After passage of the 1964 Civil Rights Act and 1965 Voting Rights Act, Rustin advocated closer ties between the civil rights movement and the Democratic Party and its labor activist base. Rustin was an early supporter of President Lyndon Johnson's Vietnam policy, but as the war escalated and began to supersede Democratic programs for racial reconciliation and labor reform, Rustin returned to his pacifist roots.

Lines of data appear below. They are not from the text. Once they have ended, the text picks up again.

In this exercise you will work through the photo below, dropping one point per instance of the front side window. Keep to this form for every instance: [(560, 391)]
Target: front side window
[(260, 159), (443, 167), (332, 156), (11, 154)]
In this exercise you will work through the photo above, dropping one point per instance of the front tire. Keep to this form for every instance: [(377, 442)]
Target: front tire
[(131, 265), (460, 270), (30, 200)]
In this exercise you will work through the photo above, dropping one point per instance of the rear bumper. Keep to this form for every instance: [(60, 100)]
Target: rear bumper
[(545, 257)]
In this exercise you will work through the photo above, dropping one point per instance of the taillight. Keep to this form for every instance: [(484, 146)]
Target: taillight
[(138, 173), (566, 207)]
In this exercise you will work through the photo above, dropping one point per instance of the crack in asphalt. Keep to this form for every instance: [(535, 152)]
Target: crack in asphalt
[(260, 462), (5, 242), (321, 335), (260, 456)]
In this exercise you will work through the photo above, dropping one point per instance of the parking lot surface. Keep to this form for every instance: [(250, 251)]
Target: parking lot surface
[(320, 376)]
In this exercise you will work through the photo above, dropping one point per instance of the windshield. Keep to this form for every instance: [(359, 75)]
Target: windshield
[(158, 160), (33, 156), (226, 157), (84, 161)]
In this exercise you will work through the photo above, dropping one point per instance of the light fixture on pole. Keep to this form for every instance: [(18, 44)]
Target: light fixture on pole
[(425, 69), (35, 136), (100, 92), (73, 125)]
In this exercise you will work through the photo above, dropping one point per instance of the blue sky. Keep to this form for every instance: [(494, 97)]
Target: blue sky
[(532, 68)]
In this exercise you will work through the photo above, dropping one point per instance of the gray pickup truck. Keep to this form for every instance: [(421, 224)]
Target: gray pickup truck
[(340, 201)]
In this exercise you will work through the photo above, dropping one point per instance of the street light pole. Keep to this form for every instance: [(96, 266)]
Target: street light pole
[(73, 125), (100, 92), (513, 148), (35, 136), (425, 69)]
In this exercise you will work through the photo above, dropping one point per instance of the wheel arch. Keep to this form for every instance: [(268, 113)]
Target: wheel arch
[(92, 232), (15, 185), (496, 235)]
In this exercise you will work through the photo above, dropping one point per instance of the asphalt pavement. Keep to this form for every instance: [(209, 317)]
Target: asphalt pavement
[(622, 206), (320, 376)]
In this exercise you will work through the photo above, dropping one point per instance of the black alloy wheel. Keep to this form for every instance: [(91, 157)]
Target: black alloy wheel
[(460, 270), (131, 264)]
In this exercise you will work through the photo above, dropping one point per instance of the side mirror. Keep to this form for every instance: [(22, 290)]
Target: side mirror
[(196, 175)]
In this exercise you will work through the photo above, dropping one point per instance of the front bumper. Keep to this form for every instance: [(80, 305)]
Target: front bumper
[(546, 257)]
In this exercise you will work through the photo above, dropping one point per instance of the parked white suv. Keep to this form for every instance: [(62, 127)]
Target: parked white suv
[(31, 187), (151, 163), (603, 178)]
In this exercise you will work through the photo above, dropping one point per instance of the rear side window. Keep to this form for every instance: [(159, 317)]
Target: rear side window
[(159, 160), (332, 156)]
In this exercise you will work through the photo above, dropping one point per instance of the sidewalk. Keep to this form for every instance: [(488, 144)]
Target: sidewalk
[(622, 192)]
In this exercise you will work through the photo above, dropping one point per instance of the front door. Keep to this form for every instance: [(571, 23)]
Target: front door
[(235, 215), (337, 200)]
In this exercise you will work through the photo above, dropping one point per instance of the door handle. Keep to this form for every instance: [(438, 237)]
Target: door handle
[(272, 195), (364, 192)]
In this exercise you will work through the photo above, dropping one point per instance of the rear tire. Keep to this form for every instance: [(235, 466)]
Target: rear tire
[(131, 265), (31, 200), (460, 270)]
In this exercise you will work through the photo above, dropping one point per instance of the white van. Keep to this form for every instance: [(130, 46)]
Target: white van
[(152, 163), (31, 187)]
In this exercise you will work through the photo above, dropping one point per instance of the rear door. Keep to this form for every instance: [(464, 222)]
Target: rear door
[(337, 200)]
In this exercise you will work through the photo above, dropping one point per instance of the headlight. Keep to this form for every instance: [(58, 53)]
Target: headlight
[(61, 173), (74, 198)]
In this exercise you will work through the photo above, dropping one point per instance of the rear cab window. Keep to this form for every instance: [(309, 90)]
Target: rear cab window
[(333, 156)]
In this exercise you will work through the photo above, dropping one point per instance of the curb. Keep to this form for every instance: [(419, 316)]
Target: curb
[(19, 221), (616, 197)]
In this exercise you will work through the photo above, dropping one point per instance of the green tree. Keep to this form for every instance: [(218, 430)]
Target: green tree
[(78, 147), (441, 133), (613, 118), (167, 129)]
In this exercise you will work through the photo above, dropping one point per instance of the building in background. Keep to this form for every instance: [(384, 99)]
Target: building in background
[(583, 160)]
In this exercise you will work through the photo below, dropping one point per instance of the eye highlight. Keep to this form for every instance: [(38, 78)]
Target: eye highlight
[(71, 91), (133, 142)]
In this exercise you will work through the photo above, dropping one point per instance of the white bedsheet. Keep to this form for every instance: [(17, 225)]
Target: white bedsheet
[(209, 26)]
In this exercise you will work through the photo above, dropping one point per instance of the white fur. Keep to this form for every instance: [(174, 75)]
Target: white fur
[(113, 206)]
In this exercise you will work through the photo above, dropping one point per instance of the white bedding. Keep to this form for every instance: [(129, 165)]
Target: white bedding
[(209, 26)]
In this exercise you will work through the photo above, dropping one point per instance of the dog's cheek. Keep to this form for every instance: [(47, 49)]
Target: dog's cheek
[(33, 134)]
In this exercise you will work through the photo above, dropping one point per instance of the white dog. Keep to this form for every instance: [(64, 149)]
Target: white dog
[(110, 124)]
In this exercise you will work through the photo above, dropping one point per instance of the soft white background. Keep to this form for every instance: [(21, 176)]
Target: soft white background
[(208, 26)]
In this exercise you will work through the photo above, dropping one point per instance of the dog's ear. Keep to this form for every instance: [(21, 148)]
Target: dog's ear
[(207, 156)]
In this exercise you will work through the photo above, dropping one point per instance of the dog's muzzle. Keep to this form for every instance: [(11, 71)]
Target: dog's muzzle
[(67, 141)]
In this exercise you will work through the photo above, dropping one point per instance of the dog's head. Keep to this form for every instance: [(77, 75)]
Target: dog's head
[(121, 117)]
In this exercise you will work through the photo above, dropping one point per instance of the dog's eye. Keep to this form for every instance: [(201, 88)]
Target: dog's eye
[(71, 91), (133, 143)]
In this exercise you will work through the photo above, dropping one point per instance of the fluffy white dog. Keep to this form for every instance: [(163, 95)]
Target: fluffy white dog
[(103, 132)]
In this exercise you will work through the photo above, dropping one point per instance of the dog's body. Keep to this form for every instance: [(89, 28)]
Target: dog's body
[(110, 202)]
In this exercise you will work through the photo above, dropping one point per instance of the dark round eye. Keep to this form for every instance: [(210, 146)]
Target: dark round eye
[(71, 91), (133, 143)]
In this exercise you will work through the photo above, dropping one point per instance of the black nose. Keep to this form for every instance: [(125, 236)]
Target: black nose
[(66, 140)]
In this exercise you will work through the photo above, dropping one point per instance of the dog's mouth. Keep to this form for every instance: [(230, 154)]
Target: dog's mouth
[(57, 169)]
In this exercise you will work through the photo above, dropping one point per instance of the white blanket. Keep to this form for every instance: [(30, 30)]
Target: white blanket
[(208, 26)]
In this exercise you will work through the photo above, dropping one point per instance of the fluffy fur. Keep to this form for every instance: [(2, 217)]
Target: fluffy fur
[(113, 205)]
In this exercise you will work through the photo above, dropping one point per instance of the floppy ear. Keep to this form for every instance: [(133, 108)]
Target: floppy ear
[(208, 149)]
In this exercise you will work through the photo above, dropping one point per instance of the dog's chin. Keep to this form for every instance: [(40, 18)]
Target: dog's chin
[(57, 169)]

Throughout the 1970s and 1980s, Rustin worked as a human rights and election monitor for Freedom House. He also testified on behalf of New York State's Gay Rights Bill and, in 1986, claimed that the gay and lesbian community had become the "barometer" of human rights because it is "the community which is most easily mistreated."

Rustin died on August 24, 1987, of a perforated appendix.

A new public high school of the West Chester Area School District, in Westtown, PA near the Quaker-run Westtown School, bearing his name opened in September 2006, Rustin High School.

Rustin's work with Dr. Martin Luther King, Jr. In 1963 in the days preceding the March on Washington, Senator Strom Thurmond produced a photograph of Rustin talking to a bathing MLK Jr.

Rustin also worked for New York State's gay rights bill.

In September 2006 a new high school named after Rustin opened in his home town. The school has posted a bio for him on its website that deletes any mention of his work for gay rights, his belief as a founding member of the civil rights movement that gay rights were part of the civil rights movement, or that he was openly gay at all.

Trivia

Just before a trip to Africa, while college secretary of the F.O.R., Rustin recorded a 10" LP for "Fellowship Records."